EchoLeak let an attacker send a single crafted email and, without any user action, trick Copilot into exfiltrating sensitive data to a server controlled by the attacker. Microsoft assigned CVE-2025-32711 to the flaw and issued emergency patches. The case has become a reference point for critics who argue that AI integrations in productivity software widen the attack surface in ways the existing security stack was not designed to handle. “The company can access personal data and potentially violate General Data Protection Regulation,” Pasquale said at the committee in April.

A Microsoft spokesperson pushed back, saying the company’s products are rigorously tested before deployment, fully GDPR compliant, and designed to give organisations full control over how their data is managed. “This is backed by contractual safeguards and commitments to store and process data in the EU,” the spokesperson said. The Oireachtas service, asked for the reason it was rolling the change out, did not respond to emails sent in June.

Copilot, Councils, and the Exit That Gets Harder

Copilot, Microsoft’s generative AI chatbot, has been quietly moving into Irish public administration alongside Teams. Dublin City Council, as of June 2025, had seven Copilot licences for its use, according to a separate Dublin Inquirer report. More recently, on 14 April, Minister for Housing, Local Government and Heritage James Browne confirmed that his department is trialing Copilot Chat via Microsoft Teams as a potential technology to assist in productivity. His department has both an AI policy and a governance committee that provides guidance on the responsible use of the tool, he said, with AI training mandatory as part of the deployment.

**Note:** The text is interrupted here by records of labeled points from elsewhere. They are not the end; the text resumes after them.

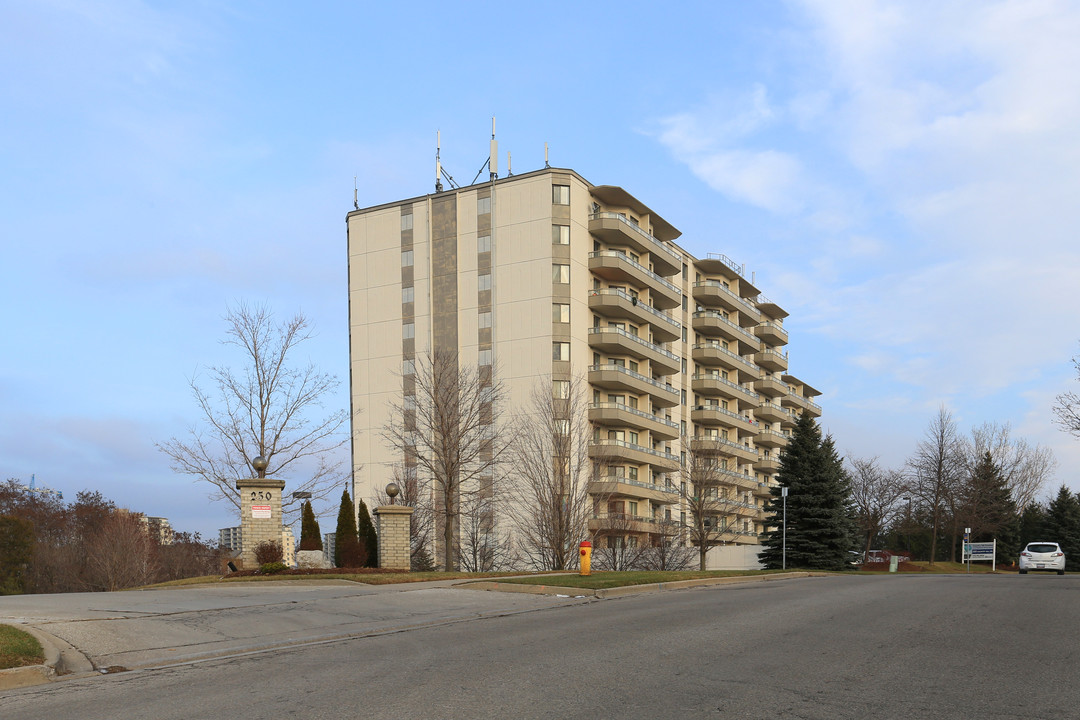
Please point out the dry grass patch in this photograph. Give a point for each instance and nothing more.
(18, 649)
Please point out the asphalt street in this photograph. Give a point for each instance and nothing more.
(848, 647)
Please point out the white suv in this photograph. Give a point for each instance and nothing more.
(1042, 556)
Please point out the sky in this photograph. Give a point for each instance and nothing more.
(901, 177)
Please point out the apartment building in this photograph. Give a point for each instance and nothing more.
(547, 275)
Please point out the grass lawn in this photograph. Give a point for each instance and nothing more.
(18, 648)
(605, 580)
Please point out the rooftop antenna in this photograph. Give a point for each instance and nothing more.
(439, 163)
(493, 158)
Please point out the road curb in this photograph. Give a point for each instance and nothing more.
(630, 589)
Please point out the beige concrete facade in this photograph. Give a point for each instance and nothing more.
(545, 275)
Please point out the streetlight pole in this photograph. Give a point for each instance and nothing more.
(783, 493)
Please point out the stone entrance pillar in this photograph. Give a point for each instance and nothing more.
(259, 513)
(394, 549)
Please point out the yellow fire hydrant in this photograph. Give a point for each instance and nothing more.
(586, 558)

O’Donoghue’s office has not taken the same step, with his staff opting not to use Copilot at all. The split illustrates the patchwork that has emerged inside Irish public life as Copilot becomes available, with some bodies adopting it and others declining. The risk, Pasquale said at the Oireachtas AI committee in April, is that Copilot itself is now an attack surface. “Attacks to Microsoft Copilot and its related tools have already been documented,” she said. European alternatives are now part of the same push, with new Linux-based European smartphone projects among them.

It is also risky to be overly reliant on a single provider. It makes an exit strategy more difficult in the future.

Pasquale, the UCD computer science academic, made the comments by phone on Friday. Ardagh, the Oireachtas Commission member, said the move to Teams telephony pre-dated her time on the commission. Asked whether the wider stack of Microsoft products inside the parliament has ever been reviewed, the Oireachtas did not respond.